Hi Poodle fam, you've probably seen that Tekno has been visiting a good share of shows lately and we're going to keep attending to get his CH (and maybe even go for grand) so I think it's appropriate to split off his sports thread into a showing thread as well . To start it off, Mr. Pop received his first points today! BOW for a 4pt major under judge Dr. Carol-White Moser 










I'll post his official win photo as soon as it's ready. We're super proud of our handsome guy!


----------



## 94Magna_Tom (Feb 23, 2021)

Congratulations!


----------



## Starla (Nov 5, 2020)

He is such a little superstar! Way to go Tekno and Mom. He certainly was worth the wait! I’m still in love with his little face, as much as when you first posted puppy pics. 😍


----------



## Skylar (Jul 29, 2016)

Huge congratulations… you are showing him yourself and not using a professional handler right? That’s fabulous.


----------



## Happy'sDad (Jul 4, 2020)

Way to go Tekno! Congrats.


----------



## Dechi (Aug 22, 2015)

Congrats to you both ! Well deserved !


----------



## TeamHellhound (Feb 5, 2021)

Congratulations! A four point major for your first ever points is super!


----------



## farleysd (Apr 18, 2011)

Excellent! Congratulations!


----------



## Rose n Poos (Sep 22, 2017)

Well done and well deserved to you both!


----------



## Streetcar (Apr 13, 2014)

Incredibly wonderful ❤!!!!!!!!
When I saw that Reserve Winners, I KNEW points were not far behind. Tekno has it all!!!
Congratulations 🎊 👏!


----------



## SandyTopknot (8 mo ago)

Woooooohooooooo! Congrats! Only 11 more points with a major to go!
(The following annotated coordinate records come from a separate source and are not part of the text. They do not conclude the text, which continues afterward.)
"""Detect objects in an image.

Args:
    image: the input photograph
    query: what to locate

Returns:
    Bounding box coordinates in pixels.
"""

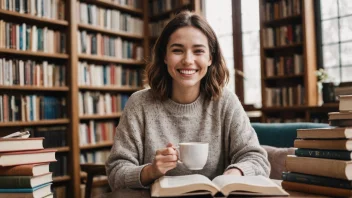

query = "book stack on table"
[282,95,352,197]
[0,138,56,198]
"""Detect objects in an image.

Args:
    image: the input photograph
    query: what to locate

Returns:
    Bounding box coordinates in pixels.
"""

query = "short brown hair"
[145,11,229,100]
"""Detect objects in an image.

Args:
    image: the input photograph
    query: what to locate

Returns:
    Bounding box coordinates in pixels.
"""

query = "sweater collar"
[163,93,205,114]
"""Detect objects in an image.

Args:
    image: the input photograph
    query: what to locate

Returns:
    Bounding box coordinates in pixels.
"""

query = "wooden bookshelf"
[0,48,69,60]
[78,24,143,40]
[259,0,318,122]
[82,0,144,16]
[80,141,113,150]
[0,9,68,27]
[0,85,69,92]
[78,54,145,66]
[79,86,143,92]
[79,113,122,120]
[0,119,70,127]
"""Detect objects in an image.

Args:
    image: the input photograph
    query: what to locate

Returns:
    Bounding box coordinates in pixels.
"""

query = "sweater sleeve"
[105,95,146,190]
[226,94,270,177]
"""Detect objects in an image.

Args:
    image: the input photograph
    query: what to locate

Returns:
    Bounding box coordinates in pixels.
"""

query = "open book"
[151,174,289,197]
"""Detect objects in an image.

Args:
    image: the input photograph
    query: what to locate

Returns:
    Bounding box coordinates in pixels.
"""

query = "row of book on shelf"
[0,0,66,20]
[78,62,142,88]
[264,0,302,21]
[78,91,129,115]
[77,31,143,60]
[0,20,66,53]
[0,133,56,198]
[264,84,305,107]
[0,58,66,87]
[265,54,304,77]
[76,1,143,36]
[262,24,302,47]
[282,95,352,197]
[0,94,67,122]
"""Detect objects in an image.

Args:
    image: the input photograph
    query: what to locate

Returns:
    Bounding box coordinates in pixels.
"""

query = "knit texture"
[106,89,270,190]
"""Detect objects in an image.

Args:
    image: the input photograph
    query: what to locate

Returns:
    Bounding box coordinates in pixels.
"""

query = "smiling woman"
[106,12,269,190]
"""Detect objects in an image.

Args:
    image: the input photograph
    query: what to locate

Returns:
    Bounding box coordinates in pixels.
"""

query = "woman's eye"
[172,49,182,53]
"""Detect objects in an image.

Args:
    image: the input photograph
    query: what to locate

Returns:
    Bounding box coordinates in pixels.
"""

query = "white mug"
[178,142,209,170]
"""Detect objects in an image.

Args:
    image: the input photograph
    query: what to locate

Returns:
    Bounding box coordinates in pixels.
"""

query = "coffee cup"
[177,142,209,170]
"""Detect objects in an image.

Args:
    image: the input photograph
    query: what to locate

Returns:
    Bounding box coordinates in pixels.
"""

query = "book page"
[213,175,277,189]
[160,174,217,188]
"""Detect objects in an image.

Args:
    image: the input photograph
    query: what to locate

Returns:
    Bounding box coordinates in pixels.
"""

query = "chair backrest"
[251,122,329,147]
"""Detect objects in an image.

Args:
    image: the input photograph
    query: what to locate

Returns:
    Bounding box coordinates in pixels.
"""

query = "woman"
[106,12,270,190]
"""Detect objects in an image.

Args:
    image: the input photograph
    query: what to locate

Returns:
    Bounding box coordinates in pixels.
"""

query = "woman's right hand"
[141,143,177,185]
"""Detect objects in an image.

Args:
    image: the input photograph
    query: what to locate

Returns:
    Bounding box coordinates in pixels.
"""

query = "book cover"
[282,172,352,190]
[0,163,49,176]
[295,148,352,160]
[0,149,56,166]
[0,137,44,153]
[151,174,288,197]
[286,155,352,180]
[297,127,352,139]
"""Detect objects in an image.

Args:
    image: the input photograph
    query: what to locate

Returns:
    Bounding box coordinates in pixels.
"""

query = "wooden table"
[99,180,326,198]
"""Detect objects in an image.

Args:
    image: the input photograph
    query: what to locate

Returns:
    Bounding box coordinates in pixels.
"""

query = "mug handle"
[173,145,183,164]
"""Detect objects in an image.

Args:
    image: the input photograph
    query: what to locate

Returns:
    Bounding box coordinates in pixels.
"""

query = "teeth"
[180,69,196,74]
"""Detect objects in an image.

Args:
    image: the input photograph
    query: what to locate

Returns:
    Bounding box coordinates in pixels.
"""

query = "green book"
[295,148,352,160]
[282,172,352,189]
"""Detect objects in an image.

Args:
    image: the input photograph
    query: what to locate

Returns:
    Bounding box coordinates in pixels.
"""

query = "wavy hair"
[144,11,229,100]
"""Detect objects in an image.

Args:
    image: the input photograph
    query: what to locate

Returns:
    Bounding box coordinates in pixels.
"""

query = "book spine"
[282,172,352,189]
[295,149,351,160]
[0,165,33,176]
[281,181,352,197]
[0,176,32,188]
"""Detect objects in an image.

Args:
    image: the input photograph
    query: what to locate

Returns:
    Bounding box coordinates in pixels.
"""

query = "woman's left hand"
[224,168,243,176]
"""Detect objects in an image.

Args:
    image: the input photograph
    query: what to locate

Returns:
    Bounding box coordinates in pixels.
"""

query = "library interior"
[0,0,352,198]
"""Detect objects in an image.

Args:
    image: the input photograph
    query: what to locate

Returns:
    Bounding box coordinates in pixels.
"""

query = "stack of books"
[282,95,352,197]
[0,134,56,198]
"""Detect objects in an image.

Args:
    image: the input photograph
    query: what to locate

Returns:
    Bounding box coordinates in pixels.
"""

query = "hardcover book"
[151,174,289,197]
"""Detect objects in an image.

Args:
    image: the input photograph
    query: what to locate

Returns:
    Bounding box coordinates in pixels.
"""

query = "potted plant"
[316,68,336,104]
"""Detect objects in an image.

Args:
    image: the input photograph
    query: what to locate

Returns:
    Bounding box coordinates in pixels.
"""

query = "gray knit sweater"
[106,89,270,190]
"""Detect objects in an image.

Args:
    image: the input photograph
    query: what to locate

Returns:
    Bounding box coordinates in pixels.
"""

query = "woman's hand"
[141,143,177,186]
[224,168,243,176]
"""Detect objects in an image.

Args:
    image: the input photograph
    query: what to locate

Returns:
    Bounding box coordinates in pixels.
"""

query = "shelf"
[264,15,302,26]
[82,0,143,15]
[78,54,145,65]
[150,4,190,22]
[80,141,113,150]
[0,119,70,127]
[0,9,68,27]
[263,74,304,80]
[0,85,69,91]
[78,85,143,92]
[50,146,70,153]
[0,48,69,59]
[53,175,71,183]
[263,43,303,51]
[79,112,122,120]
[77,24,144,40]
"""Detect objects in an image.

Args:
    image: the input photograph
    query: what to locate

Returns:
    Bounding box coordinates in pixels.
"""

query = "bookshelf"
[0,0,200,197]
[259,0,324,122]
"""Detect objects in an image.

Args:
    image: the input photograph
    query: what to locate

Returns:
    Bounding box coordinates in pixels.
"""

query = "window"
[204,0,235,91]
[317,0,352,83]
[241,0,262,107]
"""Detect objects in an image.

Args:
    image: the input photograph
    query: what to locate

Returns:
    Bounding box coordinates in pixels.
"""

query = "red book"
[0,137,44,153]
[0,163,49,176]
[0,149,56,166]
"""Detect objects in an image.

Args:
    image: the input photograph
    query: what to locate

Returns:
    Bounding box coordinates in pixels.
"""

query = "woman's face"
[164,26,211,93]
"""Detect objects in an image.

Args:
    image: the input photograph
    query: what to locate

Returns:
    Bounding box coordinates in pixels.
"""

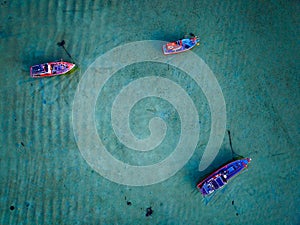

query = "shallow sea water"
[0,0,300,225]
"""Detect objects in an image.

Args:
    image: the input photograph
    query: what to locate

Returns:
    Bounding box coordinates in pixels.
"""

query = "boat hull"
[30,61,76,78]
[162,37,199,55]
[197,158,251,196]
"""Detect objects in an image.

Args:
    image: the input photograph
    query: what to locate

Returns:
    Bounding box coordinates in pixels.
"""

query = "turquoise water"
[0,0,300,225]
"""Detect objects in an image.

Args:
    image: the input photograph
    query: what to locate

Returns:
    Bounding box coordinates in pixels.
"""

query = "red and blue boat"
[197,158,251,197]
[163,36,200,55]
[30,60,75,78]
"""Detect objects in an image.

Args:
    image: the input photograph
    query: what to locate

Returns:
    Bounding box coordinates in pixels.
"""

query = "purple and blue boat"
[197,158,251,197]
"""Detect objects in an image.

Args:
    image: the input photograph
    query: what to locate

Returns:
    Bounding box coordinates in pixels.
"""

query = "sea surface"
[0,0,300,225]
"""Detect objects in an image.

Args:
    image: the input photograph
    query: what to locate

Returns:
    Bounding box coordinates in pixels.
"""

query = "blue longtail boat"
[197,158,251,197]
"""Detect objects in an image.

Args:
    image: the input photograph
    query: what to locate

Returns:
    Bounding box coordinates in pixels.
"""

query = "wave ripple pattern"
[73,40,226,186]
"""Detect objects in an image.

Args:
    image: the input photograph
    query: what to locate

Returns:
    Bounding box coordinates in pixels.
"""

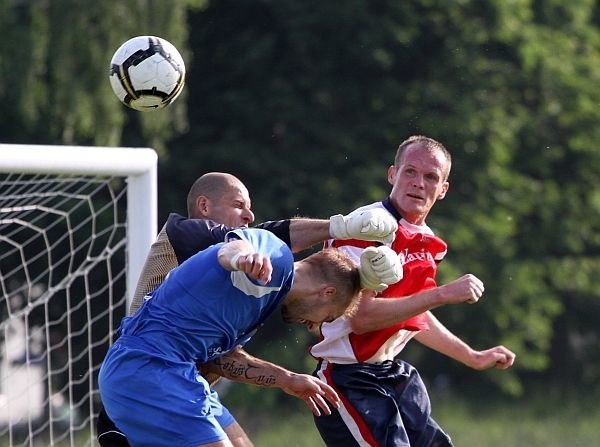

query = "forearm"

Dog sports are so much fun, no matter which one(s) you play, because your teammate is your very favorite teammate. 💖 🐩 💖 Go, Tekno, go!! Is that a ModCon he's sporting? Looking good!!


----------



## Phaz23 (May 31, 2020)

Skylar said:


> Huge congratulations… you are showing him yourself and not using a professional handler right? That’s fabulous.


Yup, owner handled, groomed, and trained 😁


----------



## Phaz23 (May 31, 2020)

SandyTopknot said:


> Woooooohooooooo! Congrats! Only 11 more points with a major to go! Dog sports are so much fun, no matter which one(s) you play, because your teammate is your very favorite teammate. 💖 🐩 💖 Go, Tekno, go!! Is that a ModCon he's sporting? Looking good!!


Thank you and yes, we love the MCC!


----------



## Asta's Mom (Aug 20, 2014)

Huge congrats - you & Tekno are amazing!


----------



## SandyTopknot (8 mo ago)

Phaz23 yay you!! Looking at all those titles, it looks like you and Tekno are doing great! Maybe I'll get to meet you in person at a show one day. Will you be going to the Vallejo shows in September? I'm judging, so if you're there I'd love to meet you and your handsome young man. I don't judge Poodles (yet!) so it wouldn't be a conflict.


----------



## Mfmst (Jun 18, 2014)

Pardon the pun, but I always thought Techno had the IT skills for conformation ring as well as all the smarts for performance credentials. Congratulations to you both. Just wow!


----------



## PeggyTheParti (Sep 5, 2019)

Unstoppable!


----------



## Looniesense (Jul 10, 2021)

Very impressive. Congratulations, Very nice win.


----------



## Phaz23 (May 31, 2020)

SandyTopknot said:


> Phaz23 yay you!! Looking at all those titles, it looks like you and Tekno are doing great! Maybe I'll get to meet you in person at a show one day. Will you be going to the Vallejo shows in September? I'm judging, so if you're there I'd love to meet you and your handsome young man. I don't judge Poodles (yet!) so it wouldn't be a conflict.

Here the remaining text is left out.